La nuit avait enveloppé le manoir Rayven d'un calme trompeur. Sous le voile étoilé, la maison semblait figée, mais à l'intérieur, les tensions se faisaient sentir dans chaque pièce, comme une vibration sourde. Lila était assise dans sa chambre, les coudes appuyés sur le rebord de la fenêtre, les yeux perdus dans l'obscurité. Sa respiration était lente, presque imperceptible, mais son esprit bouillonnait de pensées contradictoires.
Elle avait passé des heures à tourner en rond, à se repasser les mots de ses parents. Chaque argument qu'ils avaient avancé revenait comme une vague, la submergeant à nouveau. Comment avaient-ils pu lui demander ça ? Comment avaient-ils pu penser qu'elle pourrait remplacer Clara ?
La porte s'entrouvrit doucement derrière elle, et Evelyne entra dans la pièce.
- "Lila ?" appela-t-elle doucement.
Lila ne répondit pas immédiatement. Elle sentit sa mère s'approcher et s'asseoir sur le bord du lit. Evelyne resta silencieuse un instant, comme si elle cherchait les mots justes, mais tout ce qu'elle trouva fut un soupir.
- "Je sais que c'est injuste," murmura-t-elle enfin.
Lila se retourna lentement, croisant le regard fatigué de sa mère.
- "Injuste ? C'est au-delà de l'injustice, maman," répondit-elle, sa voix tremblant de colère et de désespoir. "Vous me demandez de me sacrifier. De mentir. De devenir quelqu'un que je ne suis pas !"
Evelyne baissa les yeux, ses mains tordant le tissu de sa robe.
- "Nous n'avons pas d'autre choix, ma chérie. Si je pouvais te protéger de tout cela, je le ferais. Mais notre famille... nous sommes en danger."
Lila sentit sa gorge se nouer.
- "Et Clara ? Elle est aussi dans ce manège. Comment crois-tu qu'elle va se sentir en me voyant prendre sa place ? C'est son mariage, sa vie !"

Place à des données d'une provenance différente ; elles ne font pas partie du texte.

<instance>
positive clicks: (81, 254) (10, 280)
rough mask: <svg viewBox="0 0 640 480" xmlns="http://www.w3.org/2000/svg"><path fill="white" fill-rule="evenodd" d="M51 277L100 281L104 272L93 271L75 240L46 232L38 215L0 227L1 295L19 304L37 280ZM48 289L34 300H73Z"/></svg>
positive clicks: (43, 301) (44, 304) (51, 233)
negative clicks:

- "Clara est d'accord," répondit Evelyne, la voix à peine audible.
Lila écarquilla les yeux, incrédule.
- "D'accord ?!" s'exclama-t-elle. "Tu veux dire qu'elle est d'accord pour que je sois envoyée à sa place, comme un agneau à l'abattoir ?"
Evelyne secoua la tête.
- "Elle souffre, Lila. Mais elle comprend que c'est nécessaire. Elle sait que c'est pour le bien de nous tous."
Lila sentit une vague de frustration monter en elle.

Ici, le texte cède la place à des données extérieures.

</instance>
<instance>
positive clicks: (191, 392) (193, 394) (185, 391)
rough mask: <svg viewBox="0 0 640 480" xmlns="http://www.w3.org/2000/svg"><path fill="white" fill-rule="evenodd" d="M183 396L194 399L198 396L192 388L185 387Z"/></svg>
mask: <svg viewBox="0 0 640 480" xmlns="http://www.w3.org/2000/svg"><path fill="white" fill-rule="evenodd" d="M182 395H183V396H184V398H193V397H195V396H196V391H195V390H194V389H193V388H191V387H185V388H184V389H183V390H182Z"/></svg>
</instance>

- "Pour le bien de nous tous, ou pour le bien de vous deux ?" cracha-t-elle, le regard brillant de larmes.
Evelyne se releva brusquement, visiblement blessée par les mots de sa fille.
- "Tu crois que c'est facile pour moi de te demander ça ?" répondit-elle, sa voix montant d'un ton. "Tu crois que je ne passe pas chaque seconde à m'en vouloir pour ce que je te demande de faire ? Mais si tu refuses, c'est toute notre famille qui sombrera. Nous perdrons tout. Tout, Lila !"
Les mots résonnèrent dans la pièce, laissant un silence pesant derrière eux.
Lila détourna le regard, les poings serrés.
- "Je ne suis pas forte comme Clara," murmura-t-elle après un moment. "Je ne suis pas faite pour ce genre de rôle."
Evelyne s'approcha à nouveau, posant une main douce mais ferme sur son épaule.
- "Tu es plus forte que tu ne le crois," dit-elle doucement. "Tu as un cœur pur, Lila. Et c'est exactement ce dont cet Alpha a besoin. Peut-être que ce mariage ne sera pas ce que tu espères, mais je suis certaine que tu trouveras en toi la force de surmonter cette épreuve."
Les paroles de sa mère laissèrent Lila hésitante. Elle sentit une larme rouler sur sa joue, mais elle l'essuya rapidement.
- "Je vais réfléchir," murmura-t-elle finalement.
Evelyne acquiesça, comme si c'était tout ce qu'elle espérait entendre pour le moment. Elle quitta la pièce en silence, laissant Lila seule avec ses pensées.
Les heures passèrent lentement, et Lila resta éveillée jusqu'à ce que les premières lueurs de l'aube filtrent à travers les rideaux. Elle finit par s'allonger sur son lit, mais le sommeil lui échappa.